Faculty of law blogs / UNIVERSITY OF OXFORD

Sticking around Too Long? Dynamics of the Benefits of Dual-Class Voting

Author(s)

Roni Michaely
Hyunseob Kim

Posted

Time to read

3 Minutes

Both practitioners and academics generally have a dim view of dual-class share structures. For example, when Snap Inc. was preparing for its initial public offering (IPO) in 2017, CalPERS and other institutional investors harshly criticised the company’s move to create a new share class with no voting power. In addition, FTSE Russell and S&P Dow Jones Indices recently decided to exclude some dual-class stocks from their indices.

The main drawback of a dual-class share structure is that insiders who control the firm with disproportionate voting rights relative to their cash flow rights can easily take advantage of dispersed outside shareholders. (Co-founders Bobby Murphy and Evan Spiegel, for example, jointly own 45 percent of Snap shares but control more than 70 percent of votes.) Essentially, this unequal voting power gives insiders incentives to collect perks or pursue projects that may not be in the best interest of other shareholders.

The usual mechanism for protecting against this type of exploitation is monitoring by the board of directors or other shareholders, which is difficult under a dual-class governance structure. Thus, at first glance, a dual-class structure seems like a ‘bad idea’.

Yet the IPOs of Google, Facebook, Alibaba, and other prominent companies, especially in the high-tech sector have adopted dual-class voting. This observation is what led us to look more closely at the potential benefits of that structure, particularly over firms’ life cycles. The key benefits of the structure are that it allows firms to focus on maximizing long-term value, without worrying about costly takeover defenses or delivering short-term profits. It also allows firms to benefit from the unique knowledge of insiders (eg, think about Alphabet’s Larry Page and Sergey Brin) without having to consider the less informed opinion of outsiders. Given that for young firms, outside investors are particularly less informed about the quality of investments, we argue that this protection from capital market pressure is especially beneficial for them. However, these benefits will decline as firms mature, growth slows, and the founders are no longer around or lose their unique advantage in leading the firm.

In our paper, ‘Sticking around Too Long? Dynamics of the Benefits of Dual-Class Voting’, we examine how the benefits of dual-class share structures, net of costs, evolve over a firm’s life. We carefully (often manually) construct a database of more than 900 unique dual-class firms in the United States over almost 50 years, from 1971 through 2015. Using the data, we show first that the voting premium for superior classes of shares is 3.8 percent higher for mature (ie, older than or equal to the 12-year median age of firms in the sample since their IPOs) dual-class firms than young ones. We interpret this finding as evidence that private benefits of control, an important cost of the structure to minority shareholders, increase over firm maturity.

This evidence may also suggest the net economic benefits of dual-class voting decline with maturity. We explore this hypothesis in several ways. First, we examine the market’s reaction, conditional on maturity, to the announcement of dual-class recapitalisations, in which a superior voting stock class is created, and dual-class stock unifications, in which multiple stock classes with different voting rights are unified to become one share–one vote. In both respects, the perceived value of a dual-class structure is about 5% lower for mature firms relative to young firms.

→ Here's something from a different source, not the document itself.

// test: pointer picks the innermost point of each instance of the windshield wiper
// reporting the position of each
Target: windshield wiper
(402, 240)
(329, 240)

Second, we show that young dual-class firms have about 7% greater valuation relative to single-class firms of the same maturity, in the same industry, and with similar characteristics. However, as they mature, dual-class firms experience approximately 9% greater declines in valuation than do single-class firms. One implication is that dual-class firms do not seem to adjust their share structures optimally to changing circumstances over their lives. Further analyses find that deteriorating operating performance, pace of innovation, and increasing systematic risk are behind this declining effectiveness of the dual-class structure over time.

Overall, the evidence in our paper suggests that the costs of a dual-class share structure increase significantly when firms mature, while the benefits of shielding firms from capital market pressure appear to decrease. Our findings challenge the dominant view that dual-class voting is suboptimal. Rather, the voting structure is likely to be optimal for young, fast-growing firms. Thus, we argue that rather than precluding dual-class firms altogether, investors and firms are better off by permitting these structures but tying them to sunset provisions. Such provisions would set an event (such as passing of a fixed period of time) that automatically ends the structure, or give minority shareholders an optional vote determining an extension of the structure at a predetermined time post-IPO. These provisions are simple to understand and implement, and they achieve the goal of allowing firms and investors to enjoy the advantages of a dual-class structure when there are clear benefits of giving insiders and management more control, and of providing a time-consistent way to end this structure when ‘the time is up’.

 

Hyunseob Kim is Assistant Professor of Finance at Cornell University.

Roni Michaely is Professor of Finance at the Geneva Finance Research Institute, University of Geneva.